When Aaron and Miriam rebelled against Moses’ leadership, God said to them: “Hear now My words: If there is a prophet among you, I, the Lord, make Myself known to him in a vision; I speak to him in a dream” (Num. 12:6). Throughout Old Testament times the prophetic gift was in operation. The first person called “a prophet” in the Bible was Abraham (Gen. 20:7). In the history of Israel, Moses was the greatest of the prophets; he communicated with God “face to face” (Deut. 34:10). Shortly before his death he told the Israelites: “The Lord your God will raise up for you a Prophet like me from your midst, from your brethren. Him you shall hear” (Deut. 18:15). This prophecy was initially fulfilled through Joshua and the prophets who followed him. It found its ultimate fulfillment in the appearance of the Messiah who was the prophet who would lead God’s people from the slavery of sin into the heavenly Canaan.
Today the signs of the times declare that we are standing on the threshold of great and solemn events. Everything in our world is in agitation. Before our eyes is fulfilling the Saviour's prophecy of the events to precede His coming: “Ye shall hear of wars and rumors of wars.... Nation shall rise against nation, and kingdom against kingdom: and there shall be famines, and pestilences, and earthquakes, in divers places.”

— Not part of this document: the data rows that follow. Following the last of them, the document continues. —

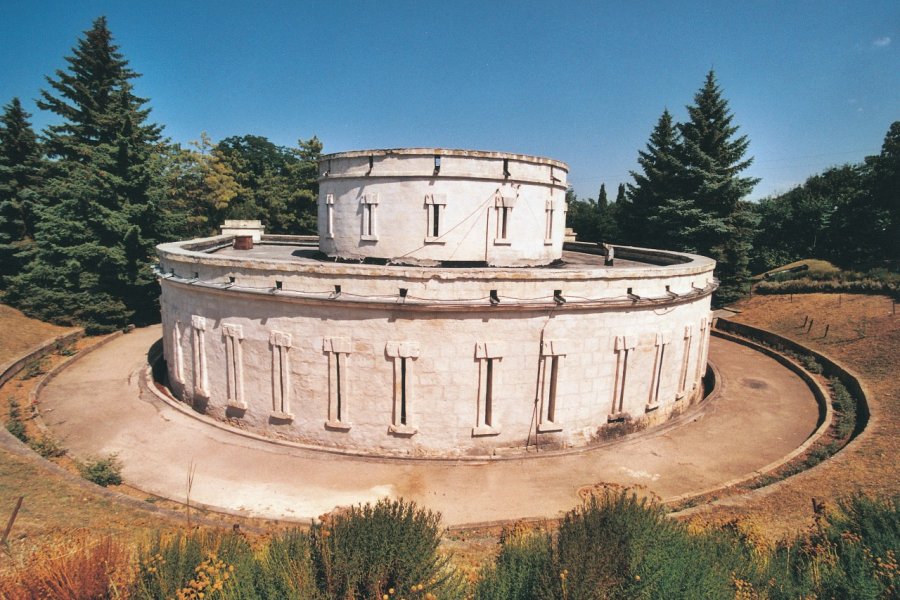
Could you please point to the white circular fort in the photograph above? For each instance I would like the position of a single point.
(439, 313)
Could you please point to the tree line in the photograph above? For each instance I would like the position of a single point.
(688, 195)
(83, 205)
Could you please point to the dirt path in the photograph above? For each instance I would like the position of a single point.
(96, 407)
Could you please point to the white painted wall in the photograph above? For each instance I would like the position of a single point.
(401, 187)
(444, 377)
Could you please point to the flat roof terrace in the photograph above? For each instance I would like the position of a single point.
(309, 253)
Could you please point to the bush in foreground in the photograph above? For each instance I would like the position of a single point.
(102, 471)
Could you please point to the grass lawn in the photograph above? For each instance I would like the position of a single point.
(21, 334)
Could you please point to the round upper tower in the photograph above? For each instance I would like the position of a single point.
(429, 206)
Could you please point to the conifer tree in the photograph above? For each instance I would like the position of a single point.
(602, 198)
(21, 167)
(883, 225)
(659, 181)
(95, 235)
(712, 159)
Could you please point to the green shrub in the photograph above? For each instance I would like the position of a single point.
(517, 573)
(47, 447)
(102, 471)
(34, 368)
(284, 568)
(844, 408)
(852, 554)
(66, 348)
(14, 425)
(810, 364)
(370, 550)
(620, 546)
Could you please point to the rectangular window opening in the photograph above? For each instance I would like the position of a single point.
(337, 364)
(489, 393)
(402, 390)
(367, 219)
(551, 399)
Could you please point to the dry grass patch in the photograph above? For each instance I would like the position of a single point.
(863, 335)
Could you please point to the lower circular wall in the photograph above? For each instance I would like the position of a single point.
(431, 380)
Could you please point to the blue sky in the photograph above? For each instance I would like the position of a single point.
(813, 84)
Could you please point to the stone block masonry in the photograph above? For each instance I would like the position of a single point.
(440, 352)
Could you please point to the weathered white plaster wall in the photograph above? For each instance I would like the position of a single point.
(381, 203)
(438, 328)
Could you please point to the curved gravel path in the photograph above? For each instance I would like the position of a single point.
(97, 407)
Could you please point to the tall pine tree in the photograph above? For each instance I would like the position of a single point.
(659, 181)
(21, 172)
(95, 235)
(712, 159)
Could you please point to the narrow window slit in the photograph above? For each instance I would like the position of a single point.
(403, 390)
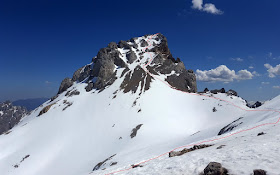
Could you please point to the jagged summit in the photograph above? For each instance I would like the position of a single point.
(10, 115)
(136, 61)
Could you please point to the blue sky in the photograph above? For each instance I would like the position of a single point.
(42, 42)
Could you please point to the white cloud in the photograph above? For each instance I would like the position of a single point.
(272, 71)
(222, 73)
(237, 59)
(208, 7)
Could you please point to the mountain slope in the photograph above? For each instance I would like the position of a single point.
(120, 110)
(10, 115)
(30, 104)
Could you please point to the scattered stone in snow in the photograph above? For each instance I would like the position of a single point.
(103, 162)
(259, 172)
(221, 146)
(68, 104)
(72, 93)
(230, 126)
(215, 168)
(186, 150)
(134, 130)
(261, 133)
(135, 166)
(45, 109)
(113, 163)
(65, 84)
(25, 157)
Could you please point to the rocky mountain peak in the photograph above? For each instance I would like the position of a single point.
(10, 115)
(137, 61)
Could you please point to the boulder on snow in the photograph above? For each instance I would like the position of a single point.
(45, 109)
(255, 105)
(259, 172)
(65, 84)
(134, 130)
(186, 150)
(215, 91)
(231, 92)
(215, 168)
(10, 115)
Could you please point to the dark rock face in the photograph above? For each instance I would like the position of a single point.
(215, 91)
(259, 172)
(30, 104)
(232, 92)
(134, 130)
(230, 126)
(255, 105)
(65, 84)
(72, 93)
(186, 150)
(81, 74)
(10, 116)
(45, 109)
(100, 164)
(132, 80)
(101, 72)
(215, 168)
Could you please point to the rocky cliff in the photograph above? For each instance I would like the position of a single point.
(10, 115)
(133, 56)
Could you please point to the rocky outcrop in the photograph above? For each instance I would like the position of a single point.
(215, 168)
(135, 130)
(186, 150)
(100, 164)
(259, 172)
(230, 126)
(65, 84)
(255, 105)
(101, 72)
(231, 92)
(45, 109)
(10, 115)
(215, 91)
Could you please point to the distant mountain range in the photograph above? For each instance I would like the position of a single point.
(30, 104)
(135, 109)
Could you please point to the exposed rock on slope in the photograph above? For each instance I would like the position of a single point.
(10, 115)
(132, 56)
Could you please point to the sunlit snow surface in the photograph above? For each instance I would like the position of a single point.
(74, 140)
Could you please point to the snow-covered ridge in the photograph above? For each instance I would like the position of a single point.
(89, 128)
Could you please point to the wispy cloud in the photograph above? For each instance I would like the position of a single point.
(48, 82)
(251, 67)
(237, 59)
(208, 7)
(255, 73)
(272, 71)
(222, 74)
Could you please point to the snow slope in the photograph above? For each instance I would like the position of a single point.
(79, 131)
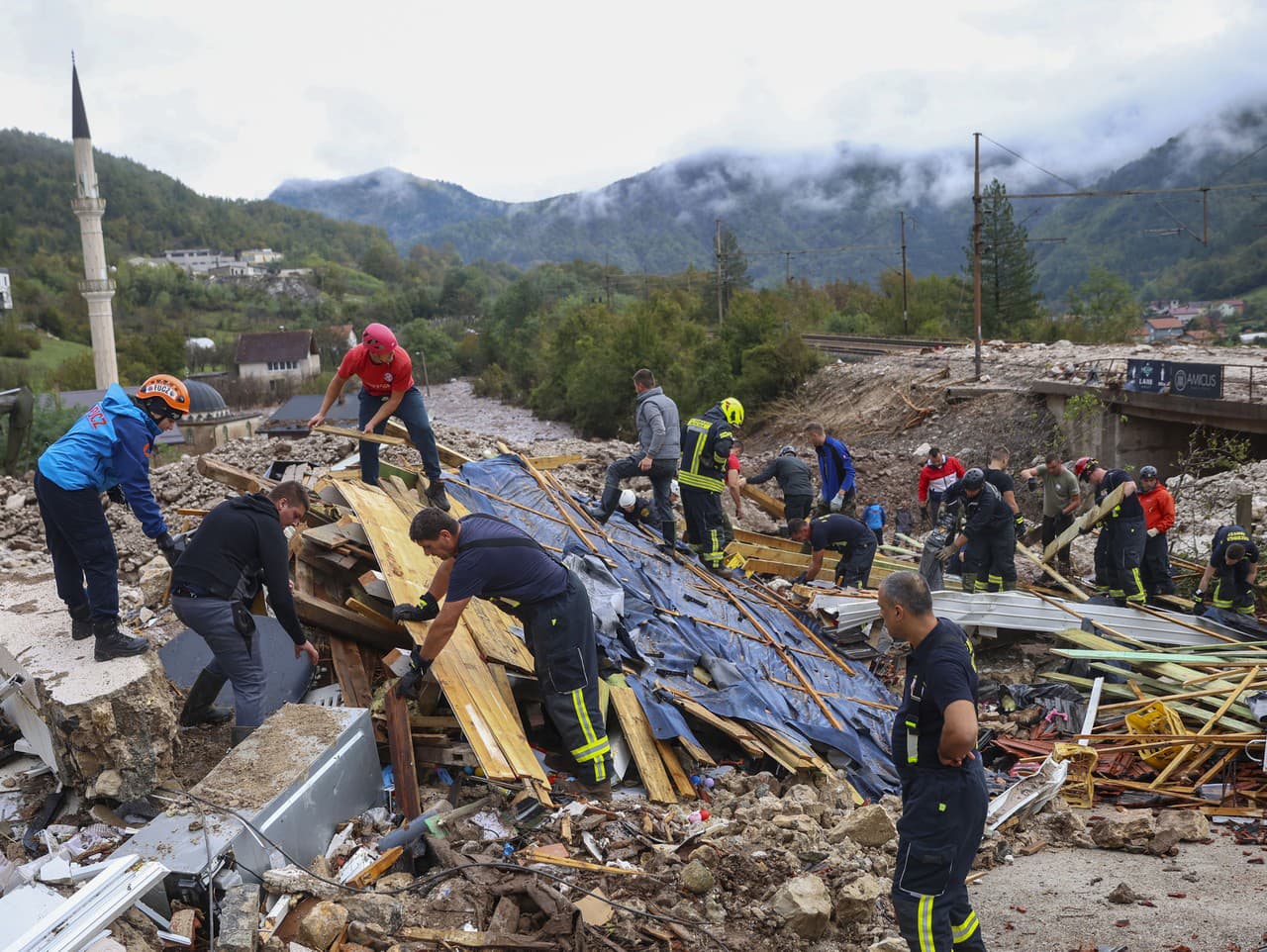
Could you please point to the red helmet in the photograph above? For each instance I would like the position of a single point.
(378, 338)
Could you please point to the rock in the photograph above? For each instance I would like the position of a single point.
(376, 909)
(805, 905)
(868, 825)
(240, 919)
(892, 943)
(1122, 894)
(697, 878)
(1118, 830)
(1191, 825)
(856, 901)
(322, 924)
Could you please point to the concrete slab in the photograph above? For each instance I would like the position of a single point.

The present is a time of overwhelming interest to all living. Rulers and statesmen, men who occupy positions of trust and authority, thinking men and women of all classes, have their attention fixed upon the events taking place about us. They are watching the relations that exist among the nations. They observe the intensity that is taking possession of every earthly element, and they recognize that something great and decisive is about to take place—that the world is on the verge of a stupendous crisis.
The Bible, and the Bible only, gives a correct view of these things. Here are revealed the great final scenes in the history of our world, ... the sound of their approach causing the earth to tremble and men's hearts to fail them for fear.
The New Testament writers as well as several other individuals mentioned in the New Testament had the gift of prophecy (Luke 1:67; Matt. 11:14; Acts 13:1; 15:32; 21:8-10). Paul wrote to the Ephesians that the gift of prophecy would remain in the church “till we all come to the unity of the faith and of the knowledge of the Son of God” (Eph. 4:13). In the book of Revelation, therefore, the remnant church in the time of the end is said to have “the testimony of Jesus” (12:17), which according to Revelation 19:10 is “the spirit of prophecy.”
All through Bible history prophets served God, often delivering messages from God for both that time and for the future. God's prophets include Noah, Elijah, Elisha, Daniel, Nathan, Stephen, and John, the author of Revelation.